The latest National Sample Survey Office (NSSO) survey estimates the number of slums in India at 33,510 with 8.8 million households in them. The study, “Key indicators of urban slums in India”, was conducted between July and December 2012.
Census 2011’s “Housing stock, amenities and assets in slums” puts the number of slums in the country at 1.08 lakh with 14 million households. Will it be right to assume that the slum population in India is coming down?
Slum classificationThe Census categorises slums as follows:
Notified slums declared as such under any statute including Slum Acts;
Recognised slums that may not be notified under statutes but are acknowledged and categorised as slums by State or local authorities; and
Identified slums, which are compact areas with at least 300 residents or about 60-70 households in poorly built, congested tenements, in unhygienic environment, usually with inadequate infrastructure and lacking in proper sanitary and drinking water facilities.
Unlike the Census, the NSSO’s count is a lot more generous. It counts both the notified and non-notified slums and keeps the cut-off limit for the latter at 20 or more households.
Slums and povertyIn a paper titled “Of Slums or Poverty: Notes of Caution from Census 2011” (EPW, May 4, 2013), Gautam Bhan and Arindam Jana say: “The slum data in Census 2011 need to be interpreted with caution on three counts: the correlation between the definition of ‘slum’ and urban poverty; the dimension of quality when estimating access to basic services; and the question of why so few cities and towns report any slums.”
They caution against making the facile assumption that “if slums are doing better, therefore, so are the poor.”
Census 2011 found there were 40,309 identified slums, constituting 37 per cent of the total. They argue that with a cut-off threshold thrice that of the NSSO, there could have been a significant undercounting of slums. Given these facts, the NSSO’s projection of lower numbers is counter-intuitive.
The argument they make is equally relevant to the NSSO study: “Do the poor live only in ‘slums’ as defined by the Census? If not, then how does the Census data capture marginalisation faced by the urban poor not counted as slum households? What does this mean for what the Census data allow us to say about urban marginalisation with respect to access to housing and services, as opposed to slums?”
The excludedThey see the possible emergence of a new spatial form of urban poverty that is not limited to or bound by the “slum” as defined and measured in this Census but is far more fragmented, mobile and temporary.

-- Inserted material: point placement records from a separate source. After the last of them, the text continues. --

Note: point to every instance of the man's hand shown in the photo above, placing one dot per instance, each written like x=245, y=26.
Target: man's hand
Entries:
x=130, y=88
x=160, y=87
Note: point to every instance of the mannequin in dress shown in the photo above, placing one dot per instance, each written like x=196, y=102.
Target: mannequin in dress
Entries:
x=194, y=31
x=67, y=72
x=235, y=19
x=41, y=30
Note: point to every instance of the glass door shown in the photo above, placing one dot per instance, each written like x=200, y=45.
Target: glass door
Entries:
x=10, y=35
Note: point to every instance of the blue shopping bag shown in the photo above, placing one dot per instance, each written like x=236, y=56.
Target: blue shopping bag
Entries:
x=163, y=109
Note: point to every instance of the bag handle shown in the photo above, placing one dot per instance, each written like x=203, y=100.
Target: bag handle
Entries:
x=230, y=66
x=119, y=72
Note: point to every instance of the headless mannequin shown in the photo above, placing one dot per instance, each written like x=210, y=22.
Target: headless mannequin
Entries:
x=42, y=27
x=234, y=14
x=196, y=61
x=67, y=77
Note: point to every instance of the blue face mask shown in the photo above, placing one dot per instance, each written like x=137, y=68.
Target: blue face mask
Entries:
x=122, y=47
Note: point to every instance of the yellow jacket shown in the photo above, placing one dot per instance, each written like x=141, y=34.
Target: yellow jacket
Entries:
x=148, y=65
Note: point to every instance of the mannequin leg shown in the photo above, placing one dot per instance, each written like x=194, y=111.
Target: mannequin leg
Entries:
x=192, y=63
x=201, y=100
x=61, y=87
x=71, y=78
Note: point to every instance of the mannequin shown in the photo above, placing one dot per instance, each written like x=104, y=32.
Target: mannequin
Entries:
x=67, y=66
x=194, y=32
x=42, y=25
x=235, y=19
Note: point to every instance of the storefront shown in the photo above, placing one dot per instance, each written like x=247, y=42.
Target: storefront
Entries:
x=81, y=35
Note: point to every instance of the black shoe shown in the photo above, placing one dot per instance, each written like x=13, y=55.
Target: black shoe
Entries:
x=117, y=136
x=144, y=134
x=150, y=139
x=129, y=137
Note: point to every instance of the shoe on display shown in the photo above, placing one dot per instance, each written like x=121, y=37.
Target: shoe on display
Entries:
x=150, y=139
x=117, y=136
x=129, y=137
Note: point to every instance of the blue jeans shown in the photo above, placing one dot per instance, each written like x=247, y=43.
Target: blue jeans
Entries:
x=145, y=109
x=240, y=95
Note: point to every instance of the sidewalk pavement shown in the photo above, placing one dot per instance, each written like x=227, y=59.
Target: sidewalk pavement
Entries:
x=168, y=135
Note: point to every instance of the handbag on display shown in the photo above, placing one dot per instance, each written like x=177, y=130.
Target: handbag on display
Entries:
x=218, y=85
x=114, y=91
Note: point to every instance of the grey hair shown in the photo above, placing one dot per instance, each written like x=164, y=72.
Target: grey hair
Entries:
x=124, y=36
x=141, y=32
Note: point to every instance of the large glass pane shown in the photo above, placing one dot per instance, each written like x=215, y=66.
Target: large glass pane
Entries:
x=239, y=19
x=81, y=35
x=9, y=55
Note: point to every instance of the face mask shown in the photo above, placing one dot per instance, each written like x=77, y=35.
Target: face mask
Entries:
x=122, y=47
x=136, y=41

If the NSSO data are used as a basis for urban planning, what Bhan and Jana say should ring a huge note of caution: “Read within the context of increasing cycles of displacement across Indian cities, the possibility of such new spatial forms demand more analysis and research particularly if they could impact the processes of implementation for programmes of urban welfare ranging from housing to service provision to public distribution systems and employment guarantee. Put simply: targeting the slum may increasingly not allow one to target the urban poor. If poverty and vulnerability are the question and object of intervention, the slum is perhaps neither the only answer nor should it be the only site of action.”